Zeugenaussagen aus dem Bericht „Like the Dead in Their Coffins“  
 
Hossein T., iranischer Student und Aktivist  
Sie führten mich in den Innenhof in Evin, wo die Hinrichtungen ausgeführt wurden. Sie fesselten meine Füße. Sie nahmen meine Augenbinde ab. Ein Mann sagte: „Sag mir, warum du gelogen hast. Sag mir, was du getan hast.“ Sie hängten mich an meinen Füßen auf und stülpten einen Sack über meinen Kopf. Sie traten und schlugen mich 30 Minuten lang, glaube ich. Sie schlugen auf mein Kinn und die Haut platzte auf. Das Blut begann den Sack, der über meinem Kopf zugeschnürt war, zu füllen. Das Blut begann, auf den Boden zu tropfen. Da hörten sie auf.  
 
Das zweite Mal, als sie mich dorthin brachten, hängten sie mich an den Händen auf. Sie schlugen mit einem Knüppel auf meinen Körper ein. Sie brachen meine Hand und ich verlor das Bewusstsein. Als ich wieder zu mir kam, sagten sie: „Wenn du zugibst, dass du gelogen hast, hören wir auf.“ Ich konnte nicht sprechen. Es war nicht, weil ich mutig war, dass ich nicht gestanden habe, es war, weil ich nicht sprechen konnte.  
 
Massoud B., iranischer Journalist und Schriftsteller  
 
In den ersten paar Stunden ist es sehr schwierig. Du warst in deinem ganzen Leben nie so nahe an Wänden. Du willst dich nicht hinsetzen, weil es Kalkstein ist und du bist es nicht gewöhnt, auf Kalkstein zu sitzen. Du stehst. Du gehst. Dir wird langsam schwindelig. Nachdem dir schwindelig geworden ist, lehnst du dich gegen die Wand. Nach drei oder vier Stunden werden deine Beine müde und du setzt dich hin. Und dann schreist du und keiner hört dich.  
 
Und du fühlst dich, als würden sie dich festhalten, als würden sie dich körperlich festhalten. Dein Haar und deine Nägel wachsen schneller.

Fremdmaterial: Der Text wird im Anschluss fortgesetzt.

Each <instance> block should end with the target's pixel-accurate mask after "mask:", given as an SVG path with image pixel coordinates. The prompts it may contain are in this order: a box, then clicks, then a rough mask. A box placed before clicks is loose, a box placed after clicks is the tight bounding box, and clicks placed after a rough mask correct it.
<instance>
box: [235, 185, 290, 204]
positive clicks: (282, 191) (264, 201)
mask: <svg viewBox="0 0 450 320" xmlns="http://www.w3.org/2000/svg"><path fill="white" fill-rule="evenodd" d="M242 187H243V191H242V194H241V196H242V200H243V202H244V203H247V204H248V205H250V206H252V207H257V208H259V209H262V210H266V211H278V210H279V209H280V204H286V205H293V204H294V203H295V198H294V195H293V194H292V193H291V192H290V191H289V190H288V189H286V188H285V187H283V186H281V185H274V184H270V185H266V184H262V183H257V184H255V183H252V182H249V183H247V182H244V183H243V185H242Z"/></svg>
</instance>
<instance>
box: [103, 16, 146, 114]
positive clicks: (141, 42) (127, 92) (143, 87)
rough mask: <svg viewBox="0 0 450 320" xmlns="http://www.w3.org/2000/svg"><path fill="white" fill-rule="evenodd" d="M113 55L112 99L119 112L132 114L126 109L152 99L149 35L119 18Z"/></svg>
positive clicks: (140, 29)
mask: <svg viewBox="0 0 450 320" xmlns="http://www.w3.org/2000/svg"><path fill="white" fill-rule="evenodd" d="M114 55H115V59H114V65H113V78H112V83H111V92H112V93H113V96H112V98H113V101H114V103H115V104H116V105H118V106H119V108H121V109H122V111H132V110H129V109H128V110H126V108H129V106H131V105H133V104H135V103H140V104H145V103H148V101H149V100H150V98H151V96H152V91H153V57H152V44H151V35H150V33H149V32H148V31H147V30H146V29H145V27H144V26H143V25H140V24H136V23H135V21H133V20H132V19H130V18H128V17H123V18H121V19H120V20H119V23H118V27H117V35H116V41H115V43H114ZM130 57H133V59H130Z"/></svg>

Viele der Gefangenen sagen, dass man in Einzelhaft wie „die Toten in ihren Särgen“ ist, weil wir gehört haben, dass die Nägel der Toten in ihren Särgen weiter wachsen. Selbst wenn sie mir etwas zu lesen gegeben hätten - sie hatten mir meine Brille weggenommen. Selbst wenn ich meine Brille gehabt hätte - es gab nicht genug Licht.